Der DIA-Ording Diabetes-Tag 2025 in St. Peter-Ording war ein voller Erfolg. Aussteller und Besucher tauschten sich intensiv aus, von Typ 1 bis Typ 3, und nahmen wertvolle Impulse mit. Ein gelungener Auftakt für eine vielversprechende Zukunft der Veranstaltung.

Als Aussteller beim ersten DIA-Ording Diabetes-Tag am 10. Mai 2025 in St. Peter-Ording waren wir mit unserem Team voller Vorfreude angereist – und wurden nicht enttäuscht. Die Veranstaltung, initiiert und organisiert von Anne-Christine Reverchon, Diabetesleitung im Nordsee-Internat und selbst mit Typ-1-Diabetes lebend sowie Diabetesberaterin DDG, war nicht nur hervorragend vorbereitet, sondern auch ein echtes Herzensprojekt. Das spürte man in jedem Detail.

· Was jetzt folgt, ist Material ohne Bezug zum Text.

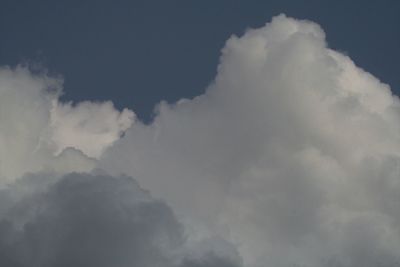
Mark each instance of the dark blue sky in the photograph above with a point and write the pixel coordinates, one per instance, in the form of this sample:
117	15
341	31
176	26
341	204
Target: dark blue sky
137	53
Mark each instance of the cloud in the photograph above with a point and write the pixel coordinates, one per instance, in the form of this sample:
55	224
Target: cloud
90	220
290	158
35	128
292	153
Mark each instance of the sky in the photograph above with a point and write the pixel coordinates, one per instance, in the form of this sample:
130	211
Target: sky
199	134
138	53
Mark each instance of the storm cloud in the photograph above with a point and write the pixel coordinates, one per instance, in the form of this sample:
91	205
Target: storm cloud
290	158
91	220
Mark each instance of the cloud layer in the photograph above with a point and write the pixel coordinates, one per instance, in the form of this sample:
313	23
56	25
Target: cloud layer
290	158
90	220
292	153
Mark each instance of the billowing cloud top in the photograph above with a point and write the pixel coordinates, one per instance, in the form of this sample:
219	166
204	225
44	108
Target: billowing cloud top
290	158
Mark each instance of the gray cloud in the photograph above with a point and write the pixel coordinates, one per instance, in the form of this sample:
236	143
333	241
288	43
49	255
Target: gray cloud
290	158
292	153
90	220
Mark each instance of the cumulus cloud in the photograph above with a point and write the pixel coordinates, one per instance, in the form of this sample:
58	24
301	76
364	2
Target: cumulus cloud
38	132
292	153
90	220
290	158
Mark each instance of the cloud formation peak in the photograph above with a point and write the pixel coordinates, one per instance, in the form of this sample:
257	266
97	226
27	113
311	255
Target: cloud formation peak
290	158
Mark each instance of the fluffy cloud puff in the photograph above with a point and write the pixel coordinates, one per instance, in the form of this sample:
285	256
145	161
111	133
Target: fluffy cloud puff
92	220
292	153
38	132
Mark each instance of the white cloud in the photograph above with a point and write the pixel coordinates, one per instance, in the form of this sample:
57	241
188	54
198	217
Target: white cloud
293	153
35	128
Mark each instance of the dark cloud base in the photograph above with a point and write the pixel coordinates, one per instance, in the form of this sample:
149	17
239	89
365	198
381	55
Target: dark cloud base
88	220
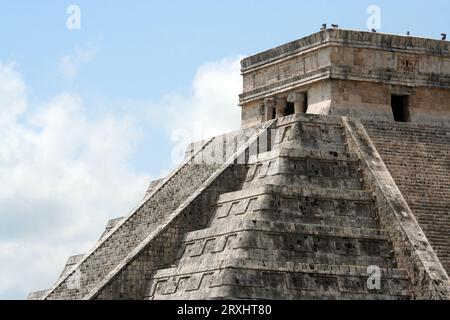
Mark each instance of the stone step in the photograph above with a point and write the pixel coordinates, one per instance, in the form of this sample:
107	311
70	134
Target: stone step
245	278
306	134
306	171
273	240
299	205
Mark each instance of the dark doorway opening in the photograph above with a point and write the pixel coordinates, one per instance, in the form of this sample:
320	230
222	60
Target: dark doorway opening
289	109
305	103
400	108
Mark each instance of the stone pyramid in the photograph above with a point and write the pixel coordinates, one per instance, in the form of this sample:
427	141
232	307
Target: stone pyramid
297	206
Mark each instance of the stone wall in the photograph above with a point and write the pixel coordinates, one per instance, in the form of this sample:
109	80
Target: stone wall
418	158
352	73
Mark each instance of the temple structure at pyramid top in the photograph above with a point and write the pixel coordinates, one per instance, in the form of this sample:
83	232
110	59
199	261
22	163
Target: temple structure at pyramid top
350	73
337	186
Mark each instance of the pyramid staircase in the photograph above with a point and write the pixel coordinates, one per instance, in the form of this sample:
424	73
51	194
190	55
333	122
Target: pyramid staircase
297	208
302	226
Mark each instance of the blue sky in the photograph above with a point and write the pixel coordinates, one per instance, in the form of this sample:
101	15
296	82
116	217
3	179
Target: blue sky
87	115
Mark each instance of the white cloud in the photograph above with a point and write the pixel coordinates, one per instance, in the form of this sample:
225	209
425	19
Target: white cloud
210	108
70	64
63	175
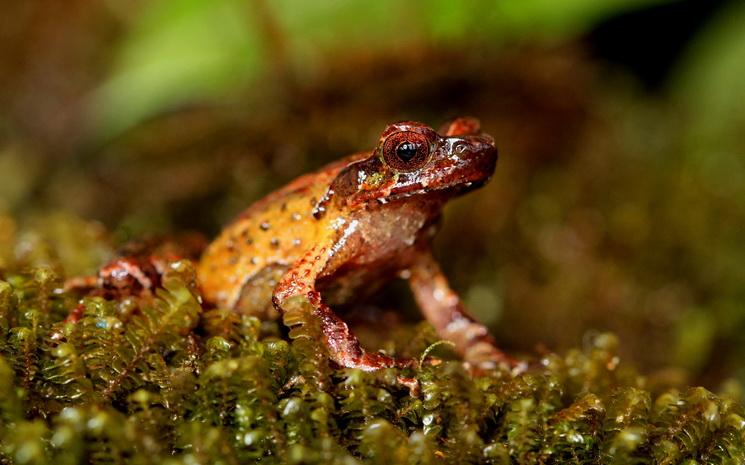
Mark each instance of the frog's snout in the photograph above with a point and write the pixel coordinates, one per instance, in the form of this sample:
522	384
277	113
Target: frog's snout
475	146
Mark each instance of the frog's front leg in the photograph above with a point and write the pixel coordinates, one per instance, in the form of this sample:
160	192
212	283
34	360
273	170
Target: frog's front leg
297	286
444	310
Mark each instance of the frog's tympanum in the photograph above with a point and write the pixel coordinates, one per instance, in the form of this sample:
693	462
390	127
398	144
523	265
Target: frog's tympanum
346	229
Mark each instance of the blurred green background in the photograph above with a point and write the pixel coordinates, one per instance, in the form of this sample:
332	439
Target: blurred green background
618	203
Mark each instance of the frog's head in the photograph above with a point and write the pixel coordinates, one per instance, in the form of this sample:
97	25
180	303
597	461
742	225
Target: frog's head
414	160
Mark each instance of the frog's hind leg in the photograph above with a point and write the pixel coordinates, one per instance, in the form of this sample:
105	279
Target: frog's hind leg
296	293
444	310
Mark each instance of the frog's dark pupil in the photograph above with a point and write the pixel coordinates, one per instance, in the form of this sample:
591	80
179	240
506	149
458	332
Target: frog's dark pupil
406	151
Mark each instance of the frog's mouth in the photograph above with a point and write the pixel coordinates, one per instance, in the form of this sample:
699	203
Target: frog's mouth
452	190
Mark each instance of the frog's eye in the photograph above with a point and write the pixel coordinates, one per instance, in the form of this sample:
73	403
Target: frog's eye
406	150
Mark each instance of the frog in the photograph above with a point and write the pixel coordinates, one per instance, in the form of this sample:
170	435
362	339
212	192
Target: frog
350	227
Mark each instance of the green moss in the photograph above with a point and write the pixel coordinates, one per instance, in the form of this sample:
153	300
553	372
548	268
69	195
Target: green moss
158	380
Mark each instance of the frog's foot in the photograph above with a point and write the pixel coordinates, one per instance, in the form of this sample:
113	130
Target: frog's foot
371	361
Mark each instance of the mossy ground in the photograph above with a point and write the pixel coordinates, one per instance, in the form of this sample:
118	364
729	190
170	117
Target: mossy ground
160	380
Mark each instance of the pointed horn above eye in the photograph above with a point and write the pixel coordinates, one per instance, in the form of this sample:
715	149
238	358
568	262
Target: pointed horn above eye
465	126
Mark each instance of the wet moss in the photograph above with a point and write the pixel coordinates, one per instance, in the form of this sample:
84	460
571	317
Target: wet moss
159	380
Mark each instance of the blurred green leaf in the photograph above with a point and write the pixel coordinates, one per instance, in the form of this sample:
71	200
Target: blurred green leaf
179	50
711	88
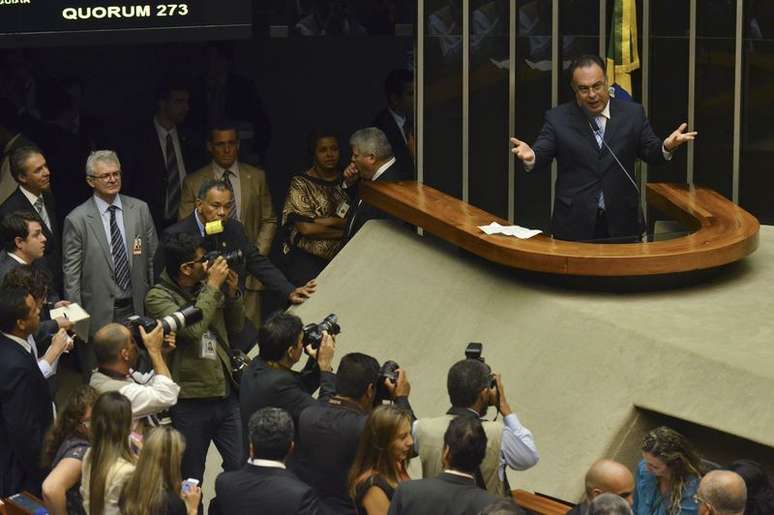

Von Anfang an war klar: Hier geht es nicht nur um Produkt-Präsentationen, sondern um echten Austausch auf Augenhöhe. Als Teil einer vielfältigen Aussteller-Runde – darunter namhafte Unternehmen wie Dexcom, Mediq Diabetes, Abbott und viele weitere – konnten wir mit Besucherinnen und Besuchern aus ganz Schleswig-Holstein, Hamburg und dem Norden ins Gespräch kommen. Die Offenheit, das ehrliche Interesse und die zahlreichen persönlichen Geschichten haben uns tief beeindruckt.

Fachlicher Austausch, echte Begegnung

Der DIA-Ording war nicht nur die erste Veranstaltung dieser Art in Schleswig-Holstein, sondern auch ein Ort, an dem sich alle Diabetes-Typen willkommen und angesprochen fühlten – Typ 1, Typ 2, Typ 3 und ihre Angehörigen. Besonders bereichernd für uns als Aussteller war der direkte, persönliche Austausch. Die Fragen, das Feedback und das Interesse der Teilnehmenden haben uns deutlich gezeigt, wie wichtig solche Formate für die Diabetes-Community sind.

Tolle Atmosphäre – rundum gut betreut

Auch als Aussteller wurden wir bestens betreut. Der mindSPOt Co-Working-Space bot eine inspirierende Kulisse und die herzliche Organisation durch das Team rund um Anne-Christine Reverchon und Bee-Mitchell Harms (Marketingleitung) ließ keine Wünsche offen – sei es bei der Technik, der Logistik oder der Verpflegung.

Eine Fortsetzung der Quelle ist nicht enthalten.